Optimizing costs of cloud infrastructures

Optimizing costs of cloud infrastructures

Practical case studies from enterprises and startups

Tickets

Loading…

  • Tips and tricks to optimize cloud costs - and how to stay optimized by design

    Zainab Bawa

    @zainabbawa

    Pravanjan Choudhury, CTO at Capillary Technologies and co-founder at Facets.Cloud, made a presentation on the topic of how to stay optimized by design on 26 November. This session followed his previous presentation on the mental models for thinking about cloud costs.
    In this session, Pravanjan suggests some tips and tricks for optimization, and how to design your systems to maximize optimization. These include:

    1. Tagging
    2. How to use different instruments of cost visibility in AWS effectively
    3. Efficient use of machine reservations
    4. Tying costs with workloads

    Let’s dive deeper into each of these suggestions. (You can skip to the section that is most relevant for your needs.)

    1. Tagging

    • To achieve tagging, cloud resources need to be tagged much more intentionally. The goal is to know the end consumers who are going to get the scores to use. Tagging is done by breaking the resources down by decentralized attribution.
    • Split the products - or split your AWS account into one for non-production and one for production – to makes attribution easier. It removes the need of excessive tags and also facilitates other cloud best practices like more security. A decentralized setup for cost optimization - by design - will have all the tagging inside your infrastructure as code.
    • In instances where AWS tagging is not enough, use a Kubernetes cluster and create a community share tag.

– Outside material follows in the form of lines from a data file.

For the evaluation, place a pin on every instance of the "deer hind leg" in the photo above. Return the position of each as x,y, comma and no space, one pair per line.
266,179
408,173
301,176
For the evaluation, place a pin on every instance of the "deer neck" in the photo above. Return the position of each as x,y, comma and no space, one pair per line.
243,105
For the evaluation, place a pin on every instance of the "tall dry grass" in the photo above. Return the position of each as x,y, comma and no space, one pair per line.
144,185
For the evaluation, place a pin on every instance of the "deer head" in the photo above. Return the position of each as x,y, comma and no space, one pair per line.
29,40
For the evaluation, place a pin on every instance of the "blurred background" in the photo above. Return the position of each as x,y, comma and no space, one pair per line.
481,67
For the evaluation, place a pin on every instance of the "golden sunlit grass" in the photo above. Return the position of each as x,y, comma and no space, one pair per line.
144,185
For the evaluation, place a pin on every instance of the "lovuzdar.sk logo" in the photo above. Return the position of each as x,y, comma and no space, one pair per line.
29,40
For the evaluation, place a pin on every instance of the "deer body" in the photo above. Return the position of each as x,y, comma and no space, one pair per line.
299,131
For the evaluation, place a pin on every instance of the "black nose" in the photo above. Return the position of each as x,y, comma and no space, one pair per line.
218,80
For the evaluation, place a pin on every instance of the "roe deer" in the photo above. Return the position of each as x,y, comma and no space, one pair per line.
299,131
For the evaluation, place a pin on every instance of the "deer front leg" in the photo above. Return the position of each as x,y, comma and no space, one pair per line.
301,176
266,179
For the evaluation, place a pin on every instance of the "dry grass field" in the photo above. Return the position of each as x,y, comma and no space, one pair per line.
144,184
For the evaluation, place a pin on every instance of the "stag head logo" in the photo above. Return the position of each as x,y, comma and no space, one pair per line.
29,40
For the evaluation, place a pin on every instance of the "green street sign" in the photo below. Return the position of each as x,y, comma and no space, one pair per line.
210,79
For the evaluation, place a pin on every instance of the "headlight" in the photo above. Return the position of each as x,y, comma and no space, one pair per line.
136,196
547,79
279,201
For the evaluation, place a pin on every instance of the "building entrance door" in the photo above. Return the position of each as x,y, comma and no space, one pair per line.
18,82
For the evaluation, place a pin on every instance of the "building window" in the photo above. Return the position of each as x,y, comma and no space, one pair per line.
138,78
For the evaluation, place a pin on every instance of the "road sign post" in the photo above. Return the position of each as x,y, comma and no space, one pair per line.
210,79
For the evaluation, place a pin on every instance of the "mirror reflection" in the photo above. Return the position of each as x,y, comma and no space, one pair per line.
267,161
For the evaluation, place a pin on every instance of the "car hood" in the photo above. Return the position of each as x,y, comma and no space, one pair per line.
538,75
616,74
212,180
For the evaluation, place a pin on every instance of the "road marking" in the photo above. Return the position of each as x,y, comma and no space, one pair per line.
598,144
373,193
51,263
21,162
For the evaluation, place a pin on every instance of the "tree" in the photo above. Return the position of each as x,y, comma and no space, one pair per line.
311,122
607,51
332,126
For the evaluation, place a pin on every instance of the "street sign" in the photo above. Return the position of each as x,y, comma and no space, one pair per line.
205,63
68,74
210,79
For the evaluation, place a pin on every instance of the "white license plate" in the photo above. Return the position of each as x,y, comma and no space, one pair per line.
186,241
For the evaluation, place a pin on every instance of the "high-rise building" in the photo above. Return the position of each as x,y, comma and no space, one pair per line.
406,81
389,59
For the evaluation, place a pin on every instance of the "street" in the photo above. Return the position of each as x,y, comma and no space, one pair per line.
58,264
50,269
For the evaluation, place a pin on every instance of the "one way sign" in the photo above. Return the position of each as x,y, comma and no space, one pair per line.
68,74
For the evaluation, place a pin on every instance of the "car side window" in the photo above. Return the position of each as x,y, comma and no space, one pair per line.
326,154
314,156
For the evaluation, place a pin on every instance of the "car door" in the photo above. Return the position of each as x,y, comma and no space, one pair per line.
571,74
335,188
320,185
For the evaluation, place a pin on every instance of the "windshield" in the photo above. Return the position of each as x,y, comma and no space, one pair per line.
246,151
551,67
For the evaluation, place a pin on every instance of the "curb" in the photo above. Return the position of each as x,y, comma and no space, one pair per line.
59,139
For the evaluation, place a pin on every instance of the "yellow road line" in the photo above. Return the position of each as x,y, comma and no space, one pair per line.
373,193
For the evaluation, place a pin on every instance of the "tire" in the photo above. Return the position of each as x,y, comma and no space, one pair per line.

Wherever you can’t attribute or get shared platforms which are sharing the same underlying platform, there you have to label it in a way to attribute installation and then proportionate to the shared cost.

    2. Using different instruments of cost visibility in AWS

    • Using AWS cost categories, break down your costs to detect baseline and anomalies for each of the teams or product groups. AWS cost categories lets you create dimensions which are business-centric and not asset-centric. Create rules for each of these dimensions, and then add multiple rules as tags.
    • If you also have shared tags between the products, get the data out of the cost explorer, or use the base AWS detailed line items to tie it up with their utilization from Prometheus or Grafana to create the tooling yourself.
    • Whenever an anomaly happens, the dimension in which it is happening may not be captured. In such a case, it is good to break down dimensions both asset wise and in business metrics combinations, and also have a category which is unclassified.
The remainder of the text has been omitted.